A final complication comes from the fact that most AI applications are not obviously good, or bad, from an emissions perspective but may still shift individual or organisational behaviour in consequential ways. For example, what might happen if people start to shift more of their economic activities to AI agents? History tells us that the impact of technologies often depends on context and the activities they replace. For example, the Internet enabled music streaming, ecommerce, and home working, but whether these shifts in behaviour increase or reduce emissions can vary depending on the individual case, such as the size of a person’s home or whether ecommerce transport is electrified. At the aggregate level, there are reasons to think that digitisation helps to make economies less carbon intensive. But it’s hard to reliably ‘prove’ this and much depends on context and efficiency gains - which so far have been remarkably high for data centres and AI.

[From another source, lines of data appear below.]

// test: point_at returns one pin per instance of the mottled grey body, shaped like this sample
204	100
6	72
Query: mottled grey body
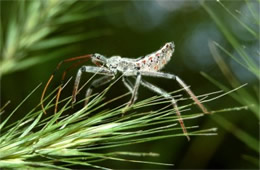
148	65
151	62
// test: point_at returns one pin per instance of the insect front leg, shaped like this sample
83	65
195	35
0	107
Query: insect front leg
173	101
134	92
128	84
88	69
95	84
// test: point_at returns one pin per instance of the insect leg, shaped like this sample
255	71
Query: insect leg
181	83
134	92
88	69
128	84
97	83
167	96
85	58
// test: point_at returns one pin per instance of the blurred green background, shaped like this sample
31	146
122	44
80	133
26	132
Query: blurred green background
36	35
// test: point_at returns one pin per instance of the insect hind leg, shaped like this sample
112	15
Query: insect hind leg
173	101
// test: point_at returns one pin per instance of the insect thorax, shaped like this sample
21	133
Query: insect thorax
116	63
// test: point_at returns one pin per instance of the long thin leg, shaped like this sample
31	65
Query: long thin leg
135	90
181	82
97	83
85	57
88	69
134	93
128	84
168	96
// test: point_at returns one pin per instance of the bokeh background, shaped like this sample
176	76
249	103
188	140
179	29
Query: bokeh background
37	35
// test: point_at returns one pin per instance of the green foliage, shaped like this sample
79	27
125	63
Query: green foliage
35	27
245	60
70	139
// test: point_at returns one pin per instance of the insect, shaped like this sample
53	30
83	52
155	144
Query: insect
149	65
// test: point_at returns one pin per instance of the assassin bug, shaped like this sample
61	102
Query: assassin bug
149	65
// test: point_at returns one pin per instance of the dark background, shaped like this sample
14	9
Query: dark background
136	28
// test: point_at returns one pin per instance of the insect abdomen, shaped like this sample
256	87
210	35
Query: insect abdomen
157	60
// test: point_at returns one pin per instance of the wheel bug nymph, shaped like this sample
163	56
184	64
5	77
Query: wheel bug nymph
149	65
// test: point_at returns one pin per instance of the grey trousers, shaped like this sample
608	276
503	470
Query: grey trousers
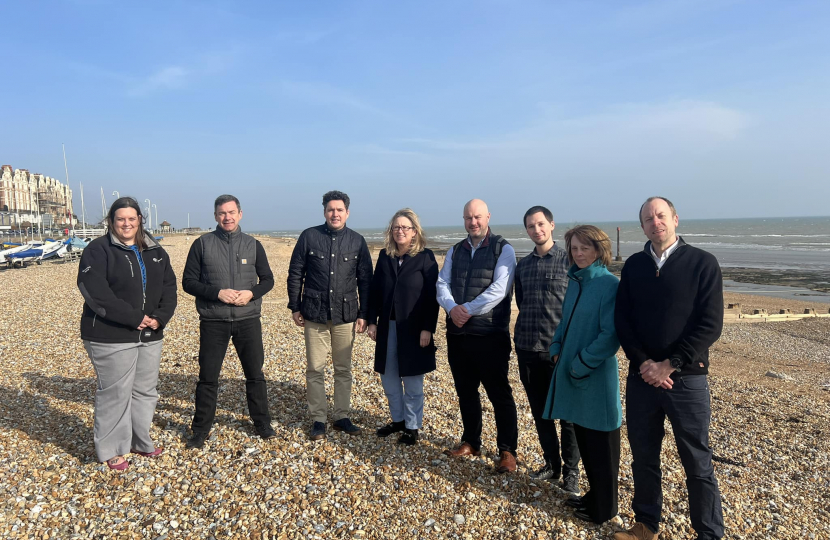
320	340
126	397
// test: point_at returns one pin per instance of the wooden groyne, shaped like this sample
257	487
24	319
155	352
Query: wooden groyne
733	314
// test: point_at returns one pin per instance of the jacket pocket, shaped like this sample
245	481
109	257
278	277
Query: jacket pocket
350	307
311	304
317	262
349	262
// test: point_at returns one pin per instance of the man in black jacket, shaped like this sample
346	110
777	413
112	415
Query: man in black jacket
669	312
228	273
475	288
328	290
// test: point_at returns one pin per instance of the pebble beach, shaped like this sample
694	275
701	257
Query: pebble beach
770	433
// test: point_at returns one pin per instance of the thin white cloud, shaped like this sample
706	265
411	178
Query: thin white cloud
376	149
327	95
451	145
698	124
167	78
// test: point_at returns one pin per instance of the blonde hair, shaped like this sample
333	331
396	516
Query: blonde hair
588	234
419	241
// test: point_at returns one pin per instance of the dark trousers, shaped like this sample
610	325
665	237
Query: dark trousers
483	361
600	452
213	344
535	372
688	408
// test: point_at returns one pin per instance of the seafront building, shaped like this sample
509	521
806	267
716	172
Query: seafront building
34	198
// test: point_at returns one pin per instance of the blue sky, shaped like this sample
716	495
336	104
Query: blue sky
585	107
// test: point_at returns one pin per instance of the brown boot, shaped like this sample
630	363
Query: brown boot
507	462
637	532
465	449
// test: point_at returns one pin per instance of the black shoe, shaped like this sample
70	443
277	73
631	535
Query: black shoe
197	440
408	437
585	516
318	431
390	428
545	473
571	483
266	432
575	502
345	425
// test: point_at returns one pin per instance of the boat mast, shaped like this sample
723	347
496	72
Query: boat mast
83	209
71	223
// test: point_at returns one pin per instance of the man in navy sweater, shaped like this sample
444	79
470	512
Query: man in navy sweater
669	312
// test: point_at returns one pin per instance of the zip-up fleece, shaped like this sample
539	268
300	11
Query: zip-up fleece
115	302
673	312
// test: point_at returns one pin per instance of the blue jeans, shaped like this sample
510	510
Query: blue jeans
405	394
687	407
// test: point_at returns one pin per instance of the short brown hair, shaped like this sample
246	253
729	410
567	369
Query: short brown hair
588	234
419	241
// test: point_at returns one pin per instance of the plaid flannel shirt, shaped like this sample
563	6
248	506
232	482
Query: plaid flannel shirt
541	283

Given these complexities, how should policymakers ensure that AI benefits the climate? The Economist argues that the best policy would be a strong global carbon tax to enable the market to incentivise and penalise different AI applications and uses. However, it views this as politically intractable and so calls on governments to instead undertake permitting reforms to allow AI companies to fund and build more clean energy, and to build more flexible data centres that can match workloads to intermittent wind and solar.

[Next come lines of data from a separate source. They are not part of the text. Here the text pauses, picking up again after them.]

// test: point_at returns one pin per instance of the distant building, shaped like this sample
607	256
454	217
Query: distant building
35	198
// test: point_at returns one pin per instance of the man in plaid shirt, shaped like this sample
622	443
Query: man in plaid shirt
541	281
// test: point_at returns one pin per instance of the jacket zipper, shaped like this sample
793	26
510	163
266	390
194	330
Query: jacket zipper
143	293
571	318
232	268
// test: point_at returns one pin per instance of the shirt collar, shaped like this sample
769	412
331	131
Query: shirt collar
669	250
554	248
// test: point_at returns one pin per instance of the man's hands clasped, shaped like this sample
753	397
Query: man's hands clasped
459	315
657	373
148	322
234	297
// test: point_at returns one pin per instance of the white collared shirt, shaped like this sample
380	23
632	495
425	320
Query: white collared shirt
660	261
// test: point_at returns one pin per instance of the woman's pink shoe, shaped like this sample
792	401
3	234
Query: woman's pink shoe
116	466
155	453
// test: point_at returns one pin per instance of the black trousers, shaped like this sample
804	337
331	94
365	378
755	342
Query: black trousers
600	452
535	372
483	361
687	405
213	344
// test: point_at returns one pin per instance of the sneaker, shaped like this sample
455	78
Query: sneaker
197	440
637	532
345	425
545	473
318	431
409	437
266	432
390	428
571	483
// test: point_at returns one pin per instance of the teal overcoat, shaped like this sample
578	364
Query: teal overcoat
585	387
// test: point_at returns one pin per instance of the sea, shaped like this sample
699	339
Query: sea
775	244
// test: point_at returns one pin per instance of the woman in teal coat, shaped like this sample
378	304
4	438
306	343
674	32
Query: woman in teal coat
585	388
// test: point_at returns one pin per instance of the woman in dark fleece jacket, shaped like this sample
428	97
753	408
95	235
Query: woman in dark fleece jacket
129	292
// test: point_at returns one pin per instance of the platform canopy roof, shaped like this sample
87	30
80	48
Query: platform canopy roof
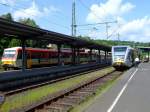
21	31
146	49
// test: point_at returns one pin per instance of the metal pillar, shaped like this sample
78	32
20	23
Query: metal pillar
99	56
78	56
148	55
90	55
23	55
59	54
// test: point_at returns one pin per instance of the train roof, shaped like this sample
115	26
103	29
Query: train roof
123	46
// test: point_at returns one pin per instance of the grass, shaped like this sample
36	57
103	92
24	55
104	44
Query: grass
89	100
32	96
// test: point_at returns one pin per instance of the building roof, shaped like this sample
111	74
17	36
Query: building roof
21	31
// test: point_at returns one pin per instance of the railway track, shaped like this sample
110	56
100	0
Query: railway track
65	100
19	81
9	90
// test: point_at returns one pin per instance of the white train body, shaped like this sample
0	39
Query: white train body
122	56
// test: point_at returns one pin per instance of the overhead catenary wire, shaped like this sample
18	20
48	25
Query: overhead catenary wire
7	5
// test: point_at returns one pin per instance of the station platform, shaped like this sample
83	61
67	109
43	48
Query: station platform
130	93
45	71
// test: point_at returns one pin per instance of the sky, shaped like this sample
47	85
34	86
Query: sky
129	19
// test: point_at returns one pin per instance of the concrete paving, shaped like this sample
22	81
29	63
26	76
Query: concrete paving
131	93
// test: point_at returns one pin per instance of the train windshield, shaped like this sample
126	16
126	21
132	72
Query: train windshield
9	53
120	49
119	52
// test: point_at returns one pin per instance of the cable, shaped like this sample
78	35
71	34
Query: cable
66	27
89	9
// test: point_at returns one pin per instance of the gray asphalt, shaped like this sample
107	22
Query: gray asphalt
135	97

The Economist also calls on other geographies to emulate the EU AI Act and impose obligations on AI developers to share estimates for the power used by their leading models. The reliance on open-source models to estimate AI power use does seem inadequate but the usefulness of this recommendation could also be challenged, given the overlapping energy reporting requirements that already exist and the risk of creating the kind of arduous ‘environmental impact assessments’ seen in other sectors that can stymie innovation at little benefit to the environment.

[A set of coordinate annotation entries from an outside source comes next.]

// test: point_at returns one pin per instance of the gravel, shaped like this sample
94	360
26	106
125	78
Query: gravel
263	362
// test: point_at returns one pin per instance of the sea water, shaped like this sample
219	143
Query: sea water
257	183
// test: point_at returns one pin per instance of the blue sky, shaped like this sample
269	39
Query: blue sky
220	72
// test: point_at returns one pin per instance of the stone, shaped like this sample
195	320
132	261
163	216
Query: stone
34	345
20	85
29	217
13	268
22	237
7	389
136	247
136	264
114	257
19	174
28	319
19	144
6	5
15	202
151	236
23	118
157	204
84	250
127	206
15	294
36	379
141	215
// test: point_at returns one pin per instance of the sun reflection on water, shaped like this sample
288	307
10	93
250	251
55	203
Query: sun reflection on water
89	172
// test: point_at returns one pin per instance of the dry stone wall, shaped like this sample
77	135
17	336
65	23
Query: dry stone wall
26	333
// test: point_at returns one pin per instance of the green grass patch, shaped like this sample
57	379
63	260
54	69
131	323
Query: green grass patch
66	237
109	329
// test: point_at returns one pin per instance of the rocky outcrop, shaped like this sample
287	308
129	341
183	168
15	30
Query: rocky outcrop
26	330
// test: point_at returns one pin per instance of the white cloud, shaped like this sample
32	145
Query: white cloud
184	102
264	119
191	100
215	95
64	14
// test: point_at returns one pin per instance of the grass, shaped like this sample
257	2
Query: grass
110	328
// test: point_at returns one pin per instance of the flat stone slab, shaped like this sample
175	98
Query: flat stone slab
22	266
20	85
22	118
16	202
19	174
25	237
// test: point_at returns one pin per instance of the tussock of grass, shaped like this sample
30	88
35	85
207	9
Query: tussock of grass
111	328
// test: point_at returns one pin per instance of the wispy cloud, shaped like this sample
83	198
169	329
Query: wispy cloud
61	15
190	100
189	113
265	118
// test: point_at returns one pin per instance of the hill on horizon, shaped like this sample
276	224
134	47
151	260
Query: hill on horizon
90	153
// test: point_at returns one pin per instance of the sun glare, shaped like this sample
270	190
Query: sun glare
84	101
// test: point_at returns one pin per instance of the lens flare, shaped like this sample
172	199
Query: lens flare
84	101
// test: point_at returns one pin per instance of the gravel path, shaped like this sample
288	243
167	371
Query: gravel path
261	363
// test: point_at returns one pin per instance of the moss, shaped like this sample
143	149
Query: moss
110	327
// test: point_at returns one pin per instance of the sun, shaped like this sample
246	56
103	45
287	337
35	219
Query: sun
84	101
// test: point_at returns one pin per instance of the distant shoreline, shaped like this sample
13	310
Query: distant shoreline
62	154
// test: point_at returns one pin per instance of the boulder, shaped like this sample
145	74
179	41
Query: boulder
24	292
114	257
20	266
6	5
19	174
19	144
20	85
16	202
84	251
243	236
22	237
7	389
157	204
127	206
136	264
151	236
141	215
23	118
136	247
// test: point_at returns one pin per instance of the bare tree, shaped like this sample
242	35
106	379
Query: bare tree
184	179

View from the field: Andy Masley, Author of Weird Turn Pro and Why ChatGPT is not bad for the environment
“Excited: AI seems ecologically costly if we only look at its total energy use without considering the value we get out of it. But, hospitals use more energy than yachts, and if we look at value per unit of energy, AI seems very likely to become one of the most energy efficient sectors. See for example this, this, and this about how LLMs are adding value to programming, at relatively little cost. And that’s before we consider the more direct ways that AI can be useful to the climate, such as by optimising energy and transportation.
Worried: In line with Jevon’s Paradox, I worry that even though AI might make processes more efficient, if it’s not paired with a switch to renewable energy, we may emit more in total and miss key climate targets. I'm also concerned that AI-enabled weapons or widespread job automation could threaten political stability, eroding the trust needed for international climate cooperation.”